December 8, 2014:  Another major typhoon hit the south (the islands of Samar and Masbate) over the weekend creating a disaster zone with electricity out and many roads rendered impassable. Troops were sent to protect aid workers from NPA rebels that operate in the area and have been known to rob aid workers, even in the aftermath of major disasters. Typhoons (Pacific hurricanes) are regular events for the Philippines which is a few hundred kilometers west of where most of them originate. In 2013 the areas was hit by Typhoon Haiyan which turned out to be exceptionally strong, with winds of over 310 kilometers an hour (surpassing a record set by an Atlantic hurricane that hit the United States in 1969). Typhoon Haiyan killed over 7,000 people (and injured three times as many) in the Philippines and caused over a billion dollars in damage. Most of this was caused by a record winds and a 4.5 meter (15 foot) storm surge that flooded areas that had previously been immune to this kind of storm damage. Over two million people are cut off from food supplies. Nearly as many have been forced from their homes and many of those homes are now damaged or destroyed by the winds and floods. This year’s Typhoon Hagupit is a major storm, but much less lethal than Haiyan. Still, deaths may be more than a thousand and property damage extensive. This is particularly bad for areas that took a beating 13 months ago when Haiyan came through and were again hit this year by Hagupit.

December 7, 2014: In the south (North Cotabato) ten NPA rebels attacked a construction site causing over $200,000 in damage to equipment there. A local watchman was also kidnapped. The NPA were punishing the construction company for not paying "revolutionary taxes" (extortion) to the NPA. This is how NPA finances itself and as a result of these attacks the army high command has ordered more efforts to protect companies working down there. This sort of activity discourages economic growth in the south, which has long lagged behind the rest of the country in economic activity.  

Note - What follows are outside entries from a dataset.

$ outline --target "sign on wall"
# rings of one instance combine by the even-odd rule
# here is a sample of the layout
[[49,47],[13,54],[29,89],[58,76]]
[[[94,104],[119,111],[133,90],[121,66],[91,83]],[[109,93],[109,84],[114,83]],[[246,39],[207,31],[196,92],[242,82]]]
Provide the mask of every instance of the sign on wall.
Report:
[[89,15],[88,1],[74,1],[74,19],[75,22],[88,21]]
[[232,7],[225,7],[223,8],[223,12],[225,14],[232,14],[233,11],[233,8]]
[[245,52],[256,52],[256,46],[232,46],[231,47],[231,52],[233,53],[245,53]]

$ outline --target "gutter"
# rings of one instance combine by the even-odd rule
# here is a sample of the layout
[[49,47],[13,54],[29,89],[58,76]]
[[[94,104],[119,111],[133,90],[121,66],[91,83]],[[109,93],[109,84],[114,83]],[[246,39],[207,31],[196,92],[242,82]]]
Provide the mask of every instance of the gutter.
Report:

December 6, 2014: In the south (Sulu Island) a Swiss man held by Abu Sayyaf escaped during an attack by army artillery that distracted the Islamic terrorists guarding him. He grabbed a machete and wounded the guard closest to him and then ran. He was shot and wounded while fleeing but kept going and was soon found by advancing soldiers. His wound was tended to and he expects to be home for Christmas. The Swiss man was kidnapped on nearby Tawi Tawi Island in 2012. His travelling companion is still being held for ransom.

December 4, 2014: In the south (Basilan Island) troops attacked an Abu Sayyaf camp, killing three Islamic terrorists and wounding eight others. Seven soldiers were wounded as well. One of the dead terrorists was a known Abu Sayyaf leaders with a $12,000 reward for his death or capture.

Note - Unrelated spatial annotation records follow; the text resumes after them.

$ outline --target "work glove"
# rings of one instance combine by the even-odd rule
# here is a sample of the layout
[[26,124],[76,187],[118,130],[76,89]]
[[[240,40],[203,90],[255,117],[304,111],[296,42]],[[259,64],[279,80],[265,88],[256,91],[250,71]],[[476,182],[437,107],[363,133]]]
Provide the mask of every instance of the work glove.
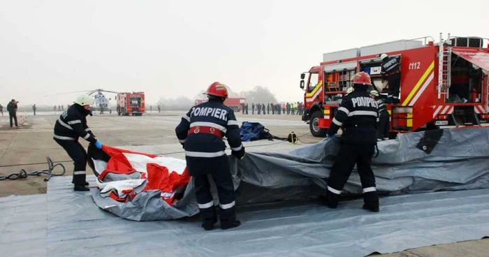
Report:
[[97,147],[97,149],[102,149],[102,142],[97,140],[95,142],[95,147]]

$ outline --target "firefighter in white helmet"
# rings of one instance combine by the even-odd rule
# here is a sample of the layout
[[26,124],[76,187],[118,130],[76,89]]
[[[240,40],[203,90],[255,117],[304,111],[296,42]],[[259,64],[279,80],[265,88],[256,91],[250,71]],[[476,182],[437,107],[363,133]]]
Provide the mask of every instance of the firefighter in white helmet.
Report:
[[54,124],[54,141],[61,145],[75,163],[72,183],[75,191],[89,191],[86,186],[87,152],[80,144],[82,138],[98,149],[102,149],[102,142],[95,139],[95,135],[87,126],[87,116],[92,115],[90,105],[94,98],[87,95],[78,96],[66,112],[63,112]]
[[379,122],[377,122],[377,141],[389,139],[389,112],[386,104],[377,90],[370,91],[370,96],[379,105]]
[[399,89],[401,82],[400,59],[396,57],[389,57],[386,54],[380,56],[382,59],[381,74],[382,80],[387,80],[389,85],[388,96],[386,99],[386,103],[399,103]]

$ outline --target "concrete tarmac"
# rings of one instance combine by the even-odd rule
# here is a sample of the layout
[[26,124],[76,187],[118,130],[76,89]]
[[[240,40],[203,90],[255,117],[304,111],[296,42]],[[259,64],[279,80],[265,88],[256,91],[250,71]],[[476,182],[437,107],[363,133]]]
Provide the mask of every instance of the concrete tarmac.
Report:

December 3, 2014: In the south (Bukidnon province) NPA rebels ambushed some soldiers, killing four of them. The troops attacked were rushing to act on a tip that NPA was going to attack a construction site. Thus the ambush site was soon swarming with more troops. The leftist rebels fled, leaving one of their dead behind along with some weapons and several backpacks. This indicated that they took some wounded with them.

December 1, 2014: In the south (Maguindanao province) three BIFF rebels were killed during an attack on an army patrol. Three soldiers were wounded.  The thirty of so BIFF men soon fled when they discovered that the soldiers they attacked were part of a larger force of 72 troops who soon converged on the sound of the gunfire. Elsewhere in the south (Surigao del Sur province) NPA men ambushed some military vehicles and killed four civilians and wounded four others. The vehicles were being used to take civilians to and from religious services. Later that day NPA ambushed more military vehicles in the same area, killing one soldier and wounding several others.